Der Streit begann, als der Landwirt einen Hof erbte, zuvor jedoch seinen Pflichtteil in bar gefordert hatte. Das Landwirtschaftsgericht hatte zunächst entschieden, dass dieser Anspruch bedeute, er könne seinen Status als Hofnachfolger nicht mehr geltend machen. Es argumentierte, sein Vorgehen deute auf einen Verzicht der erbrechtlichen Ansprüche nach dem Höferecht hin.
Der BGH widersprach dieser Auffassung. Er fand keine Belege dafür, dass der Landwirt andere bewusst in den Glauben versetzt habe, auf seine Rechte zu verzichten. Die Richter urteilten zudem, dass der Grundsatz des venire contra factum proprium – also das Verbot widersprüchlichen Verhaltens – in diesem Fall nicht greife. Die Geltendmachung des Pflichtteils, so das Gericht, lösche nicht automatisch das unverzichtbare Recht des Landwirts aus, den Hof zu erben. Der BGH bestätigte, dass der Kläger ein berechtigtes rechtliches Interesse daran habe, seine Stellung als Hofnachfolger klären zu lassen. Zudem betonte er, dass Erben nicht-landwirtschaftlicher Vermögenswerte nicht allein aufgrund früherer Schritte des Hofnachfolgers davon ausgehen könnten, vor Ansprüchen auf den Hof geschützt zu sein.

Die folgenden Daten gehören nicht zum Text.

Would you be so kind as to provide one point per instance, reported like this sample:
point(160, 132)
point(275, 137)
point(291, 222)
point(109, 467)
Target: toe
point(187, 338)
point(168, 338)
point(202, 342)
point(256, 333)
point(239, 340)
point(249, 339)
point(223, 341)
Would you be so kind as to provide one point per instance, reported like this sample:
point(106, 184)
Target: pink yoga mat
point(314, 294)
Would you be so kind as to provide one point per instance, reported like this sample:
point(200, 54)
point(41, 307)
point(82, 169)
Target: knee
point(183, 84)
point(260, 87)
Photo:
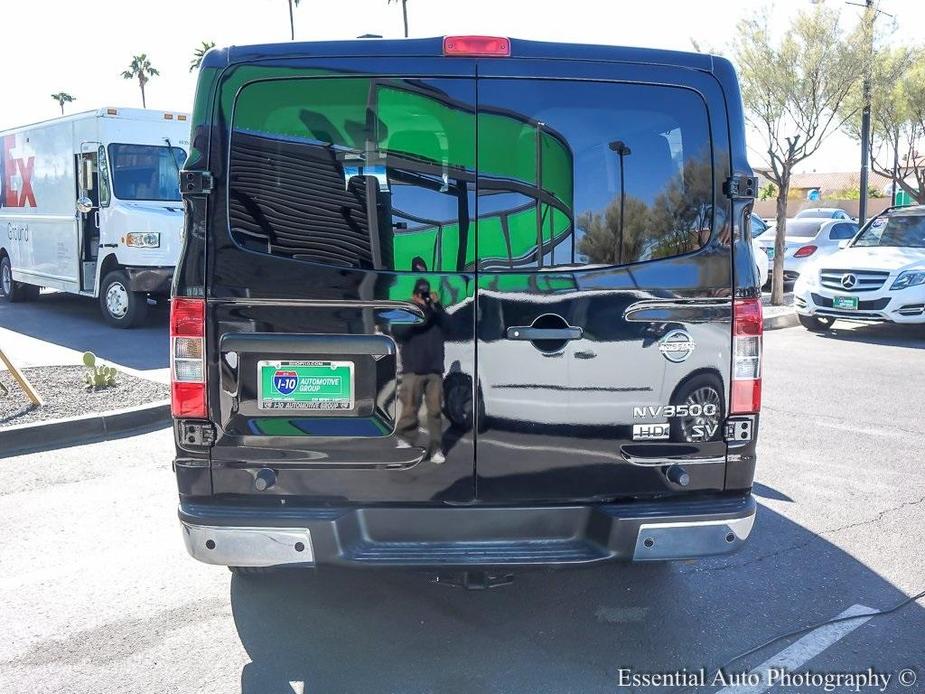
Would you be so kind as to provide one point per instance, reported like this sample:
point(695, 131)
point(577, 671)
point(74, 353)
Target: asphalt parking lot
point(97, 593)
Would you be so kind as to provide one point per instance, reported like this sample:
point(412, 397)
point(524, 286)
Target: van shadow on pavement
point(878, 334)
point(75, 322)
point(566, 630)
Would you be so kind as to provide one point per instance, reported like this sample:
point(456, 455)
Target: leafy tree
point(199, 53)
point(897, 113)
point(601, 240)
point(404, 13)
point(794, 91)
point(141, 69)
point(678, 219)
point(63, 98)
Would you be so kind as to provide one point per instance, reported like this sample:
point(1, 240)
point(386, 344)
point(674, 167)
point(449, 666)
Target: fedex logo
point(16, 178)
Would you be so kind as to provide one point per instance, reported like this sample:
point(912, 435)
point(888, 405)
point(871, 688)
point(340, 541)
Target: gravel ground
point(65, 394)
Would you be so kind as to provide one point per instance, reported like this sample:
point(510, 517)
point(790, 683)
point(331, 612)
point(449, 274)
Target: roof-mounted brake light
point(476, 45)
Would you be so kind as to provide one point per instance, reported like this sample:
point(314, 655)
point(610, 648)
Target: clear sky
point(82, 47)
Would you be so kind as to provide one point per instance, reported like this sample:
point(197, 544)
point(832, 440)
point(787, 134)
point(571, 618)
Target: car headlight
point(143, 239)
point(909, 278)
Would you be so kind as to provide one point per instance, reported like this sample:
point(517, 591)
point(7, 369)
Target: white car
point(807, 241)
point(825, 213)
point(879, 276)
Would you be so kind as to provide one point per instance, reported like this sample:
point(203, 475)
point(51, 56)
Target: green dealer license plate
point(305, 385)
point(849, 303)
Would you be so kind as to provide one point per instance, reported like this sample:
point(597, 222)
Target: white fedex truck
point(90, 204)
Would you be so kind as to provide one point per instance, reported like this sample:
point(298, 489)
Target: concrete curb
point(70, 431)
point(783, 320)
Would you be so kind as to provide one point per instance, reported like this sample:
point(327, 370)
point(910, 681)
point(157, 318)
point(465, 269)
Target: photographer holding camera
point(421, 347)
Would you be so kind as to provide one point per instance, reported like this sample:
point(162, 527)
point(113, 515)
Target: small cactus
point(98, 377)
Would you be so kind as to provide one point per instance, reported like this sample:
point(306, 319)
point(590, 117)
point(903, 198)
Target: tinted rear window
point(803, 228)
point(901, 231)
point(381, 173)
point(590, 173)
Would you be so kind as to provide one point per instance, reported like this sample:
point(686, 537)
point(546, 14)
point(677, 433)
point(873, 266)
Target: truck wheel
point(815, 324)
point(703, 394)
point(121, 307)
point(12, 291)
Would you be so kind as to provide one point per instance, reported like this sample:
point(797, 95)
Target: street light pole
point(620, 148)
point(869, 16)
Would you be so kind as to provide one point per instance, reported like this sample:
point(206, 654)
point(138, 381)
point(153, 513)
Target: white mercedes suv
point(879, 276)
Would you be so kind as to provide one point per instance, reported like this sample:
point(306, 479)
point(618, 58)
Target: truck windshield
point(146, 172)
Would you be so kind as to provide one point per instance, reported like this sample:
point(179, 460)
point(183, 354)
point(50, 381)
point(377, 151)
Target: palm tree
point(63, 98)
point(291, 21)
point(404, 13)
point(142, 69)
point(199, 53)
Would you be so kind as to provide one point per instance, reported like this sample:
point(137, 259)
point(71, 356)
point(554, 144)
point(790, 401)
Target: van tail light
point(187, 357)
point(476, 45)
point(747, 329)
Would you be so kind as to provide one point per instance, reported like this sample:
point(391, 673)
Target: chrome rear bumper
point(467, 536)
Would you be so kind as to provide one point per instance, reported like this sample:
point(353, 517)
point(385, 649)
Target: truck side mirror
point(86, 181)
point(84, 204)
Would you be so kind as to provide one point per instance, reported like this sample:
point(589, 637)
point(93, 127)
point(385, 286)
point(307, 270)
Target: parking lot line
point(802, 651)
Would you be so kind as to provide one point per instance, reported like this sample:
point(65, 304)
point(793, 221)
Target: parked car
point(367, 220)
point(806, 241)
point(825, 213)
point(878, 277)
point(762, 259)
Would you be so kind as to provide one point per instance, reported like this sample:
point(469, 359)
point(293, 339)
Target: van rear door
point(604, 281)
point(341, 192)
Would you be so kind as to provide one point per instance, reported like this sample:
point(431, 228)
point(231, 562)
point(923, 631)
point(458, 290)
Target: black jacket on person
point(421, 344)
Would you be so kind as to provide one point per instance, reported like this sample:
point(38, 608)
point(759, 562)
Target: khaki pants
point(414, 388)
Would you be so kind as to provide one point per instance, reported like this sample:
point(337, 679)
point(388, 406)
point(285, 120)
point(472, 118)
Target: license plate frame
point(306, 385)
point(845, 303)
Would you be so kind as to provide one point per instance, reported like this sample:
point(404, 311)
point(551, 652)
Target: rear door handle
point(531, 334)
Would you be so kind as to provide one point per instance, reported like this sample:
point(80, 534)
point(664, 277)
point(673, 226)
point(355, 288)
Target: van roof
point(433, 47)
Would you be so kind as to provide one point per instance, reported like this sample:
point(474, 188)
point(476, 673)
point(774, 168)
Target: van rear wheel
point(121, 307)
point(12, 291)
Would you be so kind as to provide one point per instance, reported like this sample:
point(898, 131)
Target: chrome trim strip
point(685, 539)
point(644, 461)
point(236, 546)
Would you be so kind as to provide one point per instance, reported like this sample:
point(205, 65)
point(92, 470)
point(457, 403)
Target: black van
point(465, 302)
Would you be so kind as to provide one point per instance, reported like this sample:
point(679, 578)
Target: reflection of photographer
point(421, 347)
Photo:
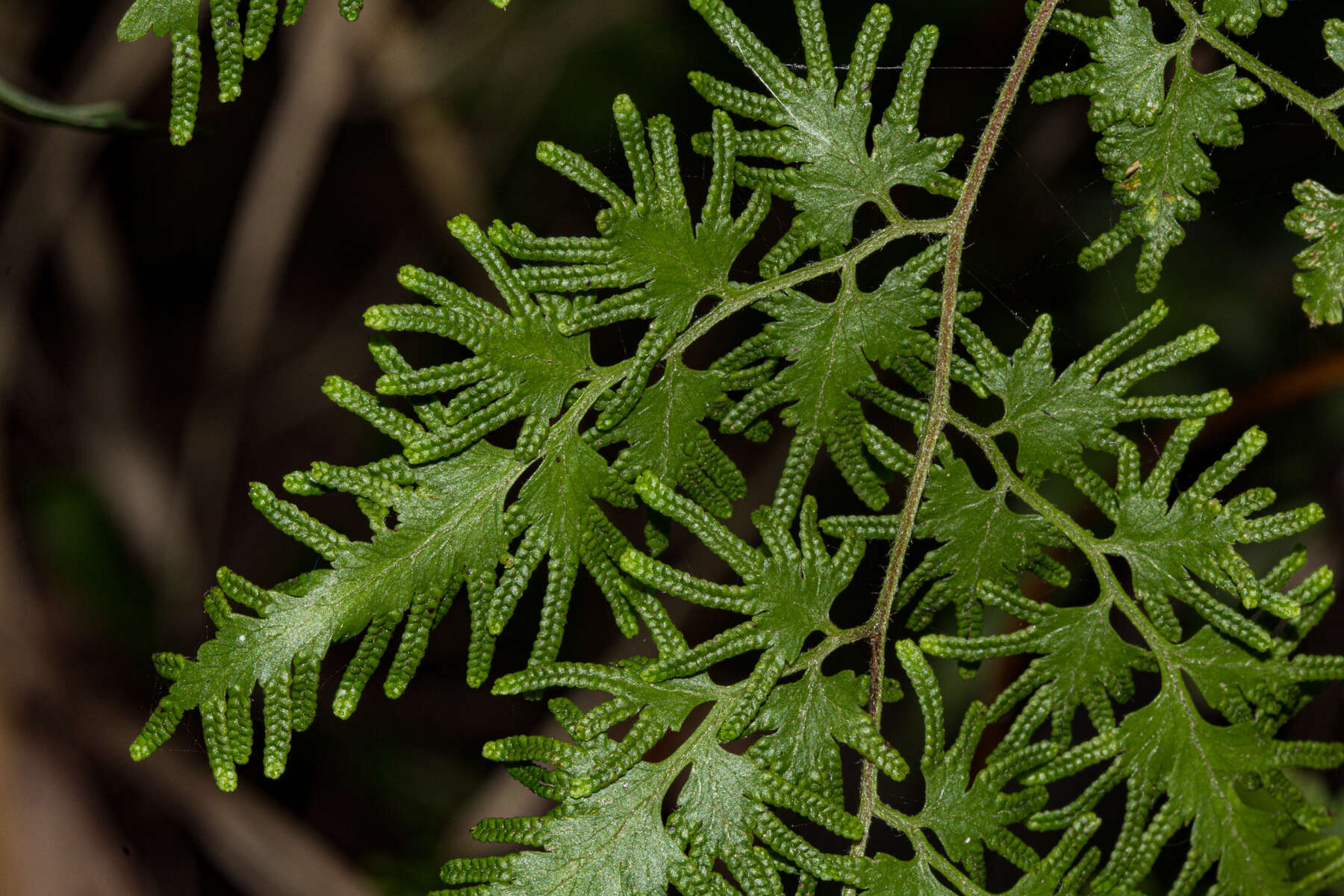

Das Urteil stärkt das Erbrecht des Landwirts auf den Hof trotz seiner früheren Barforderung. Gleichzeitig schafft es einen Präzedenzfall: Die Beantragung des Pflichtteils schließt nicht das Recht aus, den Status als Hofnachfolger geltend zu machen. Der Fall wird nun zur weiteren Verhandlung an die Vorinstanz zurückverwiesen, die sich an die Vorgaben des BGH zu halten hat.